The function of the Great Seal of Guelphia is to authorise all state documents that require the Sovereign's approval. In practice, the use of Great Seal is used under the advice of the Prime Minister is his capacity as President of the Executive Council. Those matters that still require the personal approval of the Sovereign are not only passed under the Great Seal, but are also passed under the Privy Seal as well. Personal matters pertaining to the Sovereign pass only under the King's Signet.

The use of the Great Seal is regulated under the Seals and Signets Act[1]. It is an act of treason to forge, or attempt to forge, the Great Seal. As an act of treason, the maximum penalty for this offence is death by hanging.

Usage

The use of the Great Seal takes on two forms. For major documents requiring to be passed under the Great Seal, such as proclamations, certain letters-patent, and the raising of peers, the full Great Seal is used.

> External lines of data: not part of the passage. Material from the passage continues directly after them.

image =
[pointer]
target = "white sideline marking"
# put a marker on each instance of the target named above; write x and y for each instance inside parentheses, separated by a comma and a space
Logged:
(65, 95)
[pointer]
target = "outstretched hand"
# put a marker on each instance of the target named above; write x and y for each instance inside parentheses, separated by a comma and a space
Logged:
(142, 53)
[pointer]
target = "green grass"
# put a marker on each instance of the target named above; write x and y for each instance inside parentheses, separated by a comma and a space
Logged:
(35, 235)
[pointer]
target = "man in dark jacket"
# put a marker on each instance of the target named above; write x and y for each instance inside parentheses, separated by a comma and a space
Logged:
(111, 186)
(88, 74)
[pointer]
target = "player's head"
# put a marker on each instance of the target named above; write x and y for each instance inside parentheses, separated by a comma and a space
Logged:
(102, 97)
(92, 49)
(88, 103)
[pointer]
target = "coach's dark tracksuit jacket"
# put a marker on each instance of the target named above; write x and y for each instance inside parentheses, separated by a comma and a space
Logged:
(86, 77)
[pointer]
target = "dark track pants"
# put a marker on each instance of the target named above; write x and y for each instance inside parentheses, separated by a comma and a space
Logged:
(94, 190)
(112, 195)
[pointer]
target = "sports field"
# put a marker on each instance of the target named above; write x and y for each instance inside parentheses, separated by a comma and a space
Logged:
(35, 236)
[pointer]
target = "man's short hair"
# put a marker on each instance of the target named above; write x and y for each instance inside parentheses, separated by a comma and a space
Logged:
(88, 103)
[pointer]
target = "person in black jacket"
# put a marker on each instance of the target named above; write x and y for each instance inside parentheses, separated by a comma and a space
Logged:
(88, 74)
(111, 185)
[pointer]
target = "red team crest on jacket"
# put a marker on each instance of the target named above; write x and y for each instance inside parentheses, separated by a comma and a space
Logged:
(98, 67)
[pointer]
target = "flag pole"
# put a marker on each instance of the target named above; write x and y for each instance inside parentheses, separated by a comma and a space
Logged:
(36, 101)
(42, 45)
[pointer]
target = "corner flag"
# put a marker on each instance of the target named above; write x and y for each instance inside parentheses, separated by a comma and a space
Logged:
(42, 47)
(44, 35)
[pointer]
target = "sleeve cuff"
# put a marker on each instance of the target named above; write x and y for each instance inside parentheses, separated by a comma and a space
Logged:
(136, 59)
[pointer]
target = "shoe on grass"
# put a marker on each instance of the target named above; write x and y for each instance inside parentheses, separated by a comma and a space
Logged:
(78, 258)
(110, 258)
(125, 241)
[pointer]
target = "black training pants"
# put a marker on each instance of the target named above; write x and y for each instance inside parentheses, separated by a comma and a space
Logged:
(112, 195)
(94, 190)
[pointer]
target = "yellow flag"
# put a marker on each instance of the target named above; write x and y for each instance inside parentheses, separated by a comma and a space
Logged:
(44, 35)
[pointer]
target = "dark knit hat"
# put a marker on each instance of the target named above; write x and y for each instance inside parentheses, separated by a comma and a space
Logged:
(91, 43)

However, in most cases the seal is replaced by a smaller and simpler wafer version, which is used for documents such as royal proclamations, letters-patent granting the royal assent, and the issuing of writs for parliamentary elections.

Keeper of the Great Seal

Officially, the Great Seal is in the custody of, and is administered by, the Keeper of the Great Seal of Guelphia. By convention, this office has been held jointly with that of President of the Executive Council since Guelphia was first settled. The current Keeper of the Great Seal of Guelphia is the Right Honourable Matthew Jones.

In practice, both forms of the Great Seal are kept by the Clerk of Great Seal, who holds the additional office of Permanent Secretary to the Department of the Prime Minister and Cabinet. Both forms of the Great Seal are kept in the Cabinet Office in Parliament House.

References and notes

  1. Seals and Signets Act (Public Act No. 22 of 1908).